Skinning the turkey is faster and cleaner, but you will need to wrap the bird in foil or place in a baking bag to cook whole. Here are some tips to make skinning the turkey easier:
- Hang the turkey by both feet at chest level. The turkey should hang so the feet are 12 to 18 inches apart.
- If you want to save the beard, remove it now. Grasp the beard as close to the body as possible, give it a half-twist, then sharply pull it away from the breast. The beard will pull away with a little tissue on it.
- Now remove the fan by cutting the skin away from the tail.
- Cut off the wings at the elbow or second joint.
- Grasp the skin at the tail and begin pulling it down. Work the skin off around the wings and pull it down to the neck.
- Cut off the neck and the skin. The feathers and head will come off in one piece.
- Open the body cavity and remove the entrails, if you have not already done so in the field. Be sure to remove all lung material from the backbone, as it tends to spoil quickly.

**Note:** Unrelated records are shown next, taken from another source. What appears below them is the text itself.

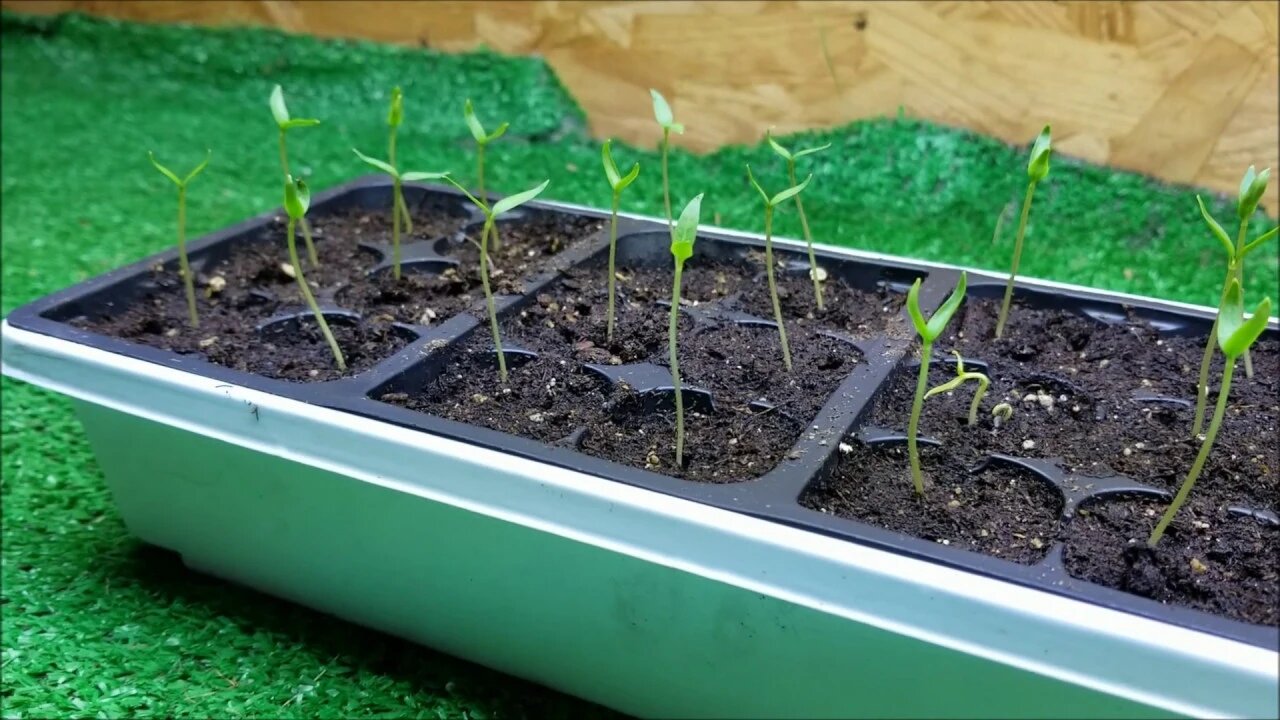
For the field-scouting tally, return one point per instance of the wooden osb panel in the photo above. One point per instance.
(1184, 91)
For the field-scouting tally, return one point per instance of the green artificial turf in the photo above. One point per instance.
(95, 625)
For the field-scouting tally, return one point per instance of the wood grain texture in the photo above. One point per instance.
(1184, 91)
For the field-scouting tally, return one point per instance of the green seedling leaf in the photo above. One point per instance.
(1217, 229)
(384, 167)
(1251, 191)
(513, 201)
(662, 113)
(1038, 164)
(396, 114)
(1234, 333)
(297, 197)
(790, 192)
(420, 176)
(686, 229)
(611, 171)
(1260, 240)
(278, 110)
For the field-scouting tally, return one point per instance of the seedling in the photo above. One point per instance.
(184, 267)
(682, 249)
(617, 183)
(668, 124)
(769, 204)
(284, 123)
(1234, 336)
(297, 200)
(400, 212)
(804, 220)
(928, 331)
(961, 376)
(483, 140)
(1235, 255)
(1037, 168)
(498, 208)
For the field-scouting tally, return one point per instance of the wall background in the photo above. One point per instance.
(1183, 91)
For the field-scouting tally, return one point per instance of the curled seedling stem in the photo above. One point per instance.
(490, 214)
(617, 183)
(284, 123)
(681, 249)
(961, 377)
(804, 220)
(297, 200)
(1251, 191)
(769, 205)
(1037, 168)
(400, 212)
(183, 264)
(928, 331)
(1234, 336)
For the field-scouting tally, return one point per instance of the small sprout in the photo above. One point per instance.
(1001, 413)
(284, 123)
(490, 213)
(804, 220)
(617, 183)
(1037, 168)
(769, 204)
(183, 264)
(961, 376)
(928, 331)
(297, 201)
(1251, 191)
(668, 124)
(400, 210)
(682, 249)
(1234, 336)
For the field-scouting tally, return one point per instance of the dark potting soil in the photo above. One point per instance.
(757, 408)
(256, 282)
(1000, 510)
(1208, 559)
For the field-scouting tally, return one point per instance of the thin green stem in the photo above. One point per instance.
(808, 237)
(1207, 359)
(613, 247)
(1215, 424)
(913, 425)
(311, 301)
(1018, 259)
(666, 182)
(773, 287)
(396, 199)
(488, 295)
(675, 365)
(183, 264)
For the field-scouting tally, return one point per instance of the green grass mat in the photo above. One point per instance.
(95, 627)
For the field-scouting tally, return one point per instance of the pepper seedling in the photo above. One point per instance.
(284, 123)
(183, 264)
(297, 201)
(617, 183)
(804, 220)
(928, 331)
(398, 209)
(682, 249)
(1037, 168)
(769, 204)
(1234, 336)
(498, 208)
(961, 377)
(667, 122)
(1235, 255)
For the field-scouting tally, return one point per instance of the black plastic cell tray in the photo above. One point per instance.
(772, 496)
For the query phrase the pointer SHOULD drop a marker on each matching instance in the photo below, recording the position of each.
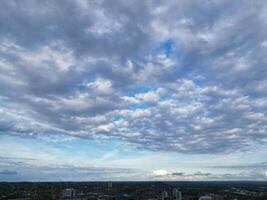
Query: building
(109, 185)
(177, 195)
(164, 195)
(211, 197)
(69, 192)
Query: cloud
(160, 172)
(8, 173)
(183, 76)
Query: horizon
(133, 91)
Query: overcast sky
(133, 90)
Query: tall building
(69, 192)
(177, 195)
(164, 195)
(109, 185)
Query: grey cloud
(8, 173)
(83, 68)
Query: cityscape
(134, 191)
(133, 99)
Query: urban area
(133, 191)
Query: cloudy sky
(133, 90)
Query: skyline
(133, 90)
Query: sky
(137, 90)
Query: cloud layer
(183, 76)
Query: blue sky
(133, 90)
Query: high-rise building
(164, 195)
(109, 185)
(69, 192)
(177, 195)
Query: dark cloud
(8, 173)
(95, 68)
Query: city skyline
(133, 90)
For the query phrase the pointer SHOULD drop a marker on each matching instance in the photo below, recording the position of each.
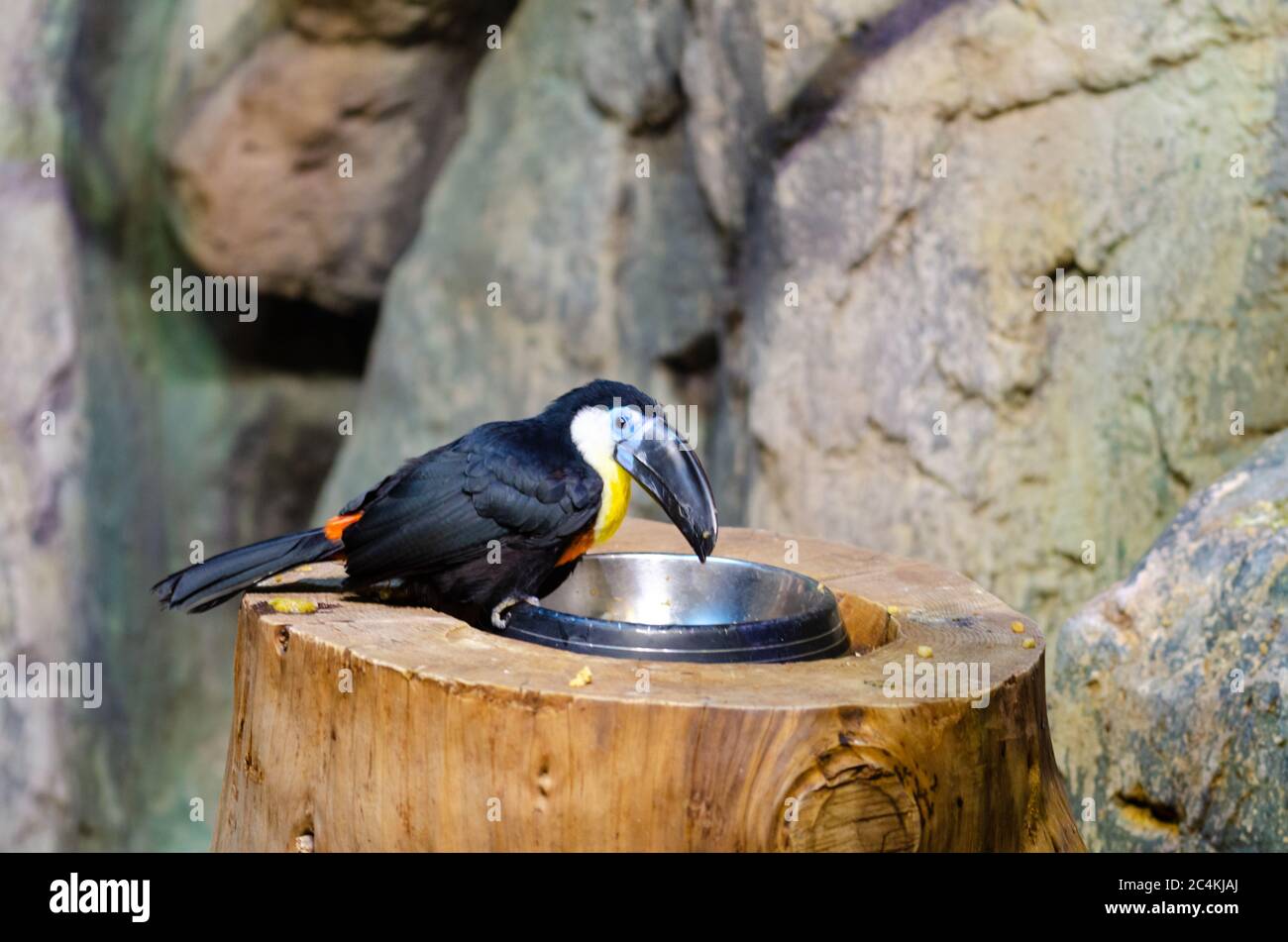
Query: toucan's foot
(498, 611)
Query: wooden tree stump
(374, 727)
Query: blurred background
(818, 223)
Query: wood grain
(375, 727)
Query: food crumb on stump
(294, 606)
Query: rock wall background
(516, 172)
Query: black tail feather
(206, 584)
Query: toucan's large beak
(668, 469)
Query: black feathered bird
(498, 516)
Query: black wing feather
(502, 481)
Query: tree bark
(362, 726)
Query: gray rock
(1170, 691)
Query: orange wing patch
(335, 527)
(580, 543)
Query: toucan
(496, 517)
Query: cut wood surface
(362, 726)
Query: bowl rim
(690, 627)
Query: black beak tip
(703, 545)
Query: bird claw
(497, 620)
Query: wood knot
(853, 798)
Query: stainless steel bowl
(669, 606)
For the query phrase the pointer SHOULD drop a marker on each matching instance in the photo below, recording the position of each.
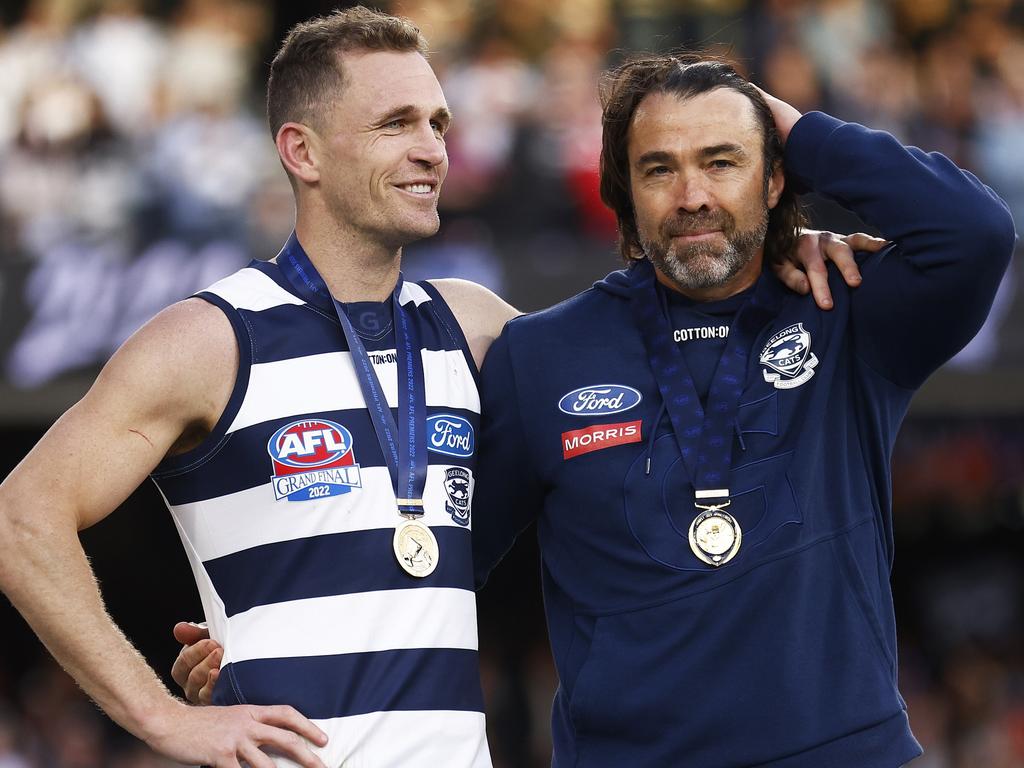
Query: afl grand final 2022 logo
(787, 357)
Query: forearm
(45, 573)
(924, 299)
(938, 213)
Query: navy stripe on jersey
(231, 468)
(322, 333)
(443, 313)
(323, 687)
(332, 564)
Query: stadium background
(135, 168)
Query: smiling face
(382, 148)
(697, 183)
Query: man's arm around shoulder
(480, 312)
(160, 393)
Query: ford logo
(450, 434)
(599, 399)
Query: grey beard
(701, 265)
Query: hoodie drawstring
(650, 437)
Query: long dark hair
(684, 75)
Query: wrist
(153, 720)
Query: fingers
(199, 678)
(792, 276)
(288, 744)
(189, 657)
(206, 692)
(862, 242)
(290, 718)
(189, 633)
(253, 757)
(811, 259)
(840, 253)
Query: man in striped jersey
(248, 410)
(258, 411)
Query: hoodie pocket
(771, 664)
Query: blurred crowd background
(136, 167)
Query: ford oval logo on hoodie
(599, 399)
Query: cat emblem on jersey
(787, 357)
(459, 488)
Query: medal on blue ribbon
(402, 440)
(704, 435)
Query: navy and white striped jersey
(287, 513)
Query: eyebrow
(660, 156)
(654, 156)
(441, 115)
(724, 148)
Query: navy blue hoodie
(785, 656)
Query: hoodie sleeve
(924, 298)
(508, 495)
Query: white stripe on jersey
(412, 292)
(328, 382)
(251, 289)
(380, 739)
(235, 522)
(359, 623)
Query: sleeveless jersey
(287, 513)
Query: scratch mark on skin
(135, 431)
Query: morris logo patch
(788, 358)
(599, 399)
(312, 459)
(599, 436)
(459, 487)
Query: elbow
(986, 236)
(992, 229)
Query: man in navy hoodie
(707, 455)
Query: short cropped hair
(685, 76)
(306, 74)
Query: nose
(692, 194)
(428, 148)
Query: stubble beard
(702, 265)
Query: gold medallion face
(715, 537)
(416, 548)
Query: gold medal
(715, 536)
(416, 548)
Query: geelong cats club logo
(311, 460)
(459, 487)
(787, 357)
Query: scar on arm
(135, 431)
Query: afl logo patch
(787, 357)
(312, 459)
(450, 434)
(599, 399)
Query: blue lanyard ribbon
(403, 442)
(704, 435)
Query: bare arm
(480, 312)
(169, 381)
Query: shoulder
(184, 359)
(479, 311)
(592, 309)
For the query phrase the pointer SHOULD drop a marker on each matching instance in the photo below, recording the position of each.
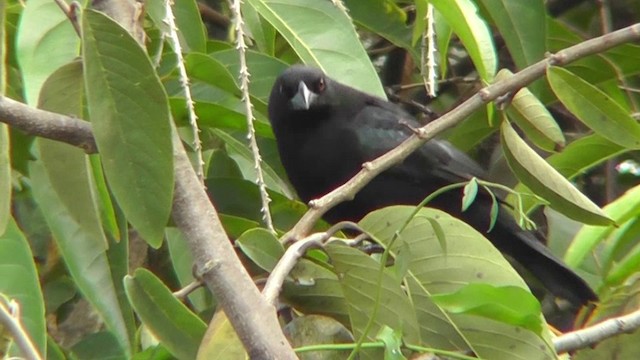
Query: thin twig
(592, 335)
(294, 252)
(71, 12)
(454, 117)
(241, 46)
(10, 321)
(191, 287)
(184, 83)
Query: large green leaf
(19, 282)
(182, 262)
(69, 177)
(369, 291)
(262, 247)
(5, 178)
(522, 25)
(177, 328)
(322, 35)
(130, 115)
(83, 250)
(534, 118)
(621, 210)
(5, 165)
(463, 17)
(191, 29)
(534, 172)
(45, 41)
(594, 108)
(385, 18)
(314, 289)
(468, 258)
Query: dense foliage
(90, 253)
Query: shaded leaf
(131, 122)
(509, 304)
(83, 250)
(221, 341)
(545, 181)
(470, 259)
(463, 17)
(522, 25)
(589, 236)
(19, 282)
(192, 33)
(534, 118)
(470, 191)
(177, 328)
(594, 108)
(262, 247)
(316, 329)
(42, 28)
(359, 275)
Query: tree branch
(519, 80)
(10, 321)
(590, 336)
(254, 320)
(46, 124)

- Cut off the legs at the knee or second joint. If you don't want to cook or freeze a whole turkey, consider cutting it up into smaller portions. Remove the breast and other meat from the carcass and cut off the legs and wings. Package in appropriate servings for cooking. The turkey is ready for cooking or freezing. Double-bag the turkey in plastic freezer bags and seal as airtight as possible to prevent freezer burn.